Keep the team together, get good reps to help the team for the high school season, get the players in front of some scouts and have a good time.
When it was all said and done, his team earned a bid to the Perfect Game National Championship after finishing in second place.
“We got a little more out of it then we bargained for, honestly,” Thibodeaux said. “I saw what was going on with the travel baseball thing, paying a bunch of money to go to tournaments and all that.
“So I decided to start keeping my kids together during the summer time an offering that same type of experience.”
Thibodeaux said it has taken a while to get the summer program on its feet with kids playing different sports and going on vacations after school, but he was finally able to bring the kids out-of-state to a big tournament.
By keeping the players together during the summer, Thibodeaux can better control the workloads his players receive during summer ball.
“We keep inning counts, we keep track of how many curveballs we call and we make sure that we’re keeping as much information as possible,” Thibodeaux said. “I trust other summer coaches are doing that, but keeping an eye on everything yourself takes some of that worry away.”
Another benefit is having younger players get quality reps in a more stress-free environment than during the middle of the season.
Thibodeaux said he got to work with younger players that he normally wouldn’t get much time with during the season, and that those reps will manifest themselves into productive high school seasons.
“We played some tough teams, and it was just a different experience for the kids,” Thibodeaux said. “The facility was one of the best I’ve ever seen, it was just beautiful.
After going 5-0 during group play, the Rebels earned the No. 1 overall seed heading into the elimination bracket.
The Rebels ran into some trouble in the semifinal game, trailing 4-1 in the ninth with two outs before scratching and clawing their way to victory and into the finals.
“Man, it was pretty crazy.
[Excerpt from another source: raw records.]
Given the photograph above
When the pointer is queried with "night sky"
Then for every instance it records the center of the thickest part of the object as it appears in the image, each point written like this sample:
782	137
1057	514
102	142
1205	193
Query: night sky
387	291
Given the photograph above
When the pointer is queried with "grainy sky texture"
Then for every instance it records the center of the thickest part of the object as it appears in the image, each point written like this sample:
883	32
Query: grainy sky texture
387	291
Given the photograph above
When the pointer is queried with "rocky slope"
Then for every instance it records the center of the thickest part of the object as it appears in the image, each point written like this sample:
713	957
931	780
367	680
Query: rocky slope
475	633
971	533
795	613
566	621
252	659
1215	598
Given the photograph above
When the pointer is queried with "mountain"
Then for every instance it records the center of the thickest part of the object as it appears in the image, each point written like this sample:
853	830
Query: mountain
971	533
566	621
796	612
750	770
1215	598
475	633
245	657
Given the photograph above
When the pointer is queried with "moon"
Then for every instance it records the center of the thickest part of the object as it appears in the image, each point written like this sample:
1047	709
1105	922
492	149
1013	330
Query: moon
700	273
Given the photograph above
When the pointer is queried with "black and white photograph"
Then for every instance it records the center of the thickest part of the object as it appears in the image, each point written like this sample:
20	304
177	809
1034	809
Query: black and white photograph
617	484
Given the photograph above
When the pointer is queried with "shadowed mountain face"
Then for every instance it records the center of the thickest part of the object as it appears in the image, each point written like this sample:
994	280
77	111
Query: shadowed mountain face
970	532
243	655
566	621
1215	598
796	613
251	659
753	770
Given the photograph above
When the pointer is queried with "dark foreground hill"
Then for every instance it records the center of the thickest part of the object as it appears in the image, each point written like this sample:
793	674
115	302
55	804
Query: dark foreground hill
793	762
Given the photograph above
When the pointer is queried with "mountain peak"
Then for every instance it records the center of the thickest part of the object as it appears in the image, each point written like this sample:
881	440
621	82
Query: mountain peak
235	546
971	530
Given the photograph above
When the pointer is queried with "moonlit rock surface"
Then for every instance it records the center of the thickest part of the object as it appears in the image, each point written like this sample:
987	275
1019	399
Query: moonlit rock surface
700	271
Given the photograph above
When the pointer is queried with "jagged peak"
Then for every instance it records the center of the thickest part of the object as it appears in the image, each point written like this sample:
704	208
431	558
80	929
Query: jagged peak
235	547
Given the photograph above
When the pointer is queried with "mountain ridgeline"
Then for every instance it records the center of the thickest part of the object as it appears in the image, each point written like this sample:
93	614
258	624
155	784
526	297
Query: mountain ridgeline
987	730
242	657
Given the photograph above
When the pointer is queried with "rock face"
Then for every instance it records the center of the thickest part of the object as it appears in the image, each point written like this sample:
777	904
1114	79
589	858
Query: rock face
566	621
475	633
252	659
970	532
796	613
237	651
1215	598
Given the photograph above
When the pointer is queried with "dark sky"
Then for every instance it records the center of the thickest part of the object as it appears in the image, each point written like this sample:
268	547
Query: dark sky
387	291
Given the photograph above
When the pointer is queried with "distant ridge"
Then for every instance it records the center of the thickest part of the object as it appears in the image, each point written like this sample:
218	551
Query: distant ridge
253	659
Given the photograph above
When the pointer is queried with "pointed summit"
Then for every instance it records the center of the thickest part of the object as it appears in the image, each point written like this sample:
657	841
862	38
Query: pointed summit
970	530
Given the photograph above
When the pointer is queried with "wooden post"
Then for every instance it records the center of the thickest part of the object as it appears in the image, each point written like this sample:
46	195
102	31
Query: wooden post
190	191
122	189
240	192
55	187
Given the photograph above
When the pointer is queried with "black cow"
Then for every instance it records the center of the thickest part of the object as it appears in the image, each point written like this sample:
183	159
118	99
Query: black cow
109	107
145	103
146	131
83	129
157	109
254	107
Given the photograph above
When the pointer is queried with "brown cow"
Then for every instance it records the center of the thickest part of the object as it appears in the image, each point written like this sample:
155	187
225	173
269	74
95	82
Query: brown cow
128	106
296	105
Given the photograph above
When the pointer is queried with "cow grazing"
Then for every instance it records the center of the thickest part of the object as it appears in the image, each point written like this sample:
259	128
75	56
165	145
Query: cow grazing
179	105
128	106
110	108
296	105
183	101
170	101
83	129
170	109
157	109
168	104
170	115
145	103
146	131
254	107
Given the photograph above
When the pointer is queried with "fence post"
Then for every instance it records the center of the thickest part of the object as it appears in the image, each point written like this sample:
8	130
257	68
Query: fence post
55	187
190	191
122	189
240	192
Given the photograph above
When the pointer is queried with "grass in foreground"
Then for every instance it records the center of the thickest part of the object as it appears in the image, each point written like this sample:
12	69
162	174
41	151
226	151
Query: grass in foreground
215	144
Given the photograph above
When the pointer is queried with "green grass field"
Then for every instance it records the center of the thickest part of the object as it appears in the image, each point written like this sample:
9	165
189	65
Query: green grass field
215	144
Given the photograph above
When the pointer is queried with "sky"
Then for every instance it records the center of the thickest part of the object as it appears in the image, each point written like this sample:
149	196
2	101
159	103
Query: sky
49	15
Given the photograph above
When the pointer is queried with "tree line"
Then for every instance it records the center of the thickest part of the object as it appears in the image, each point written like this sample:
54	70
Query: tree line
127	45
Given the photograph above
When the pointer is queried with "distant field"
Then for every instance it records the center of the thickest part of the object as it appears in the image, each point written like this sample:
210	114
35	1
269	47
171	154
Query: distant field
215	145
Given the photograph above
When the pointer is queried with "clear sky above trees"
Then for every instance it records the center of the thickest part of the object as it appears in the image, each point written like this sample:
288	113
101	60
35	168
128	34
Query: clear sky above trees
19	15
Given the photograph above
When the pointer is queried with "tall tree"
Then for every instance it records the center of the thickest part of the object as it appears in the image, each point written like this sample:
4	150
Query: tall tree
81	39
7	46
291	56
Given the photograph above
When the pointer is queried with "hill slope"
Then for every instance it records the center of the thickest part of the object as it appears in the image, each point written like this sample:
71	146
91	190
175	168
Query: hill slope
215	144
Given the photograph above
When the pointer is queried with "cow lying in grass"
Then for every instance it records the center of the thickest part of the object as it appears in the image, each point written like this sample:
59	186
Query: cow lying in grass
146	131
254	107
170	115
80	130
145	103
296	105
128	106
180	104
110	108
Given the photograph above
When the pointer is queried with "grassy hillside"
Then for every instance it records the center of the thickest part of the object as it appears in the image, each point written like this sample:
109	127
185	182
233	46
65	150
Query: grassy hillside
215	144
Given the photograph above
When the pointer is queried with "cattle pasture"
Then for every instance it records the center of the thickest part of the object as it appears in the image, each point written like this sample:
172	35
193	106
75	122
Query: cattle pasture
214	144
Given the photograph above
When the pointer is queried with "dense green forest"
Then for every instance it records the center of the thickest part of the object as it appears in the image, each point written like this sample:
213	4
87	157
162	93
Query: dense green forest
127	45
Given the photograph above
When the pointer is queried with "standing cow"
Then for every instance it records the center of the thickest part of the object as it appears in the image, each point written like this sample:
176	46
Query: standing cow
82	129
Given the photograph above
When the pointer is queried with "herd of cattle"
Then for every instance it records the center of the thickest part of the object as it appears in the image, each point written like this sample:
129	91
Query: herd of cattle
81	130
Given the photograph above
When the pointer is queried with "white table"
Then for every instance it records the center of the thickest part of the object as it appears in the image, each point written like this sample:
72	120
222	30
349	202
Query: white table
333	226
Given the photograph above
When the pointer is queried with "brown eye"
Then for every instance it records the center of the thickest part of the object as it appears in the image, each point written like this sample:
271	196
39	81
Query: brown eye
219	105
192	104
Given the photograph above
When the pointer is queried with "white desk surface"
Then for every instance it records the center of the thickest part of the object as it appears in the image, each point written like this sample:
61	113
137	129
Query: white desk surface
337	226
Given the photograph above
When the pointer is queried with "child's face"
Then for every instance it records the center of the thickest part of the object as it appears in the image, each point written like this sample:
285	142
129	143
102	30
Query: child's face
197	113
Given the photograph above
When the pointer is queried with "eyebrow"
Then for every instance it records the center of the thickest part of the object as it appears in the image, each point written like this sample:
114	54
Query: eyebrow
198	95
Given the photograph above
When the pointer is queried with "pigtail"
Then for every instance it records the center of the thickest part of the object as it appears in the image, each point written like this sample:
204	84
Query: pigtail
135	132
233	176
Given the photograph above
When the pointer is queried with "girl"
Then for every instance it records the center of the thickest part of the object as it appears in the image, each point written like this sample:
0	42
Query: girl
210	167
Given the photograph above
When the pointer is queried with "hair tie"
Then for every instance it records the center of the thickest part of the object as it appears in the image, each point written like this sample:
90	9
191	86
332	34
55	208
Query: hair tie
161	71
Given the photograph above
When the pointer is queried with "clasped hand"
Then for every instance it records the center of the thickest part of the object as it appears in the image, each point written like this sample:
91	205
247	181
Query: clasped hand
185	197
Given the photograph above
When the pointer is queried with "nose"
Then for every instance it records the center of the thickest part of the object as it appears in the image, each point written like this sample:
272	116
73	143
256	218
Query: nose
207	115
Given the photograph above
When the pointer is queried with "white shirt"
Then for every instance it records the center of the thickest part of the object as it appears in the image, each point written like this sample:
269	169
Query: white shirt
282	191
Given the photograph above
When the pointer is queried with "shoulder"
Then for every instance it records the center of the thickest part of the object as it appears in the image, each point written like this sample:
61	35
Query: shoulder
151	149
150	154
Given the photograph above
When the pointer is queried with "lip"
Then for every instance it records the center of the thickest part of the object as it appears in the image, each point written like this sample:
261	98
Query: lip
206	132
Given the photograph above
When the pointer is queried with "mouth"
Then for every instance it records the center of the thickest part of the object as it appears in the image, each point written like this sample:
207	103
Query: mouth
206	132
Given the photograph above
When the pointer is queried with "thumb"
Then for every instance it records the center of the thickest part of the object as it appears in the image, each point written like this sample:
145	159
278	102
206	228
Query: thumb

We had an incoming freshman draw a walk with two outs and then loaded the bases,” Thibodeaux said. “Then (Hayden) Cantrelle stepped up and got a walk off.”
While the Rebels fell in the finals, they still earned the bid to the National Tournament, which they will participate in next summer.
Thibodeaux said the Rebels could play in the National Tournament this summer, but the turnaround would be quick and they didn’t originally plan on having another travel tournament so soon.
The Rebels had the chance to pick up some individual accolades in the tournament, as Nick Webre was named the Most Valuable Player of the tournament.
The chance to play in front of the Perfect Game scouts was one of the main motivations for entering the tournament for Thibodeaux.
“It’s all online so people can pull up information on the kids and see reports for the Perfect Game scouts that were there,” Thibodeaux said. “Now Nick Webre will have a good rating on there and a bunch of the other kids will have information for people to see.
“It’s just another way to get more exposure that you might not get during the high school season.”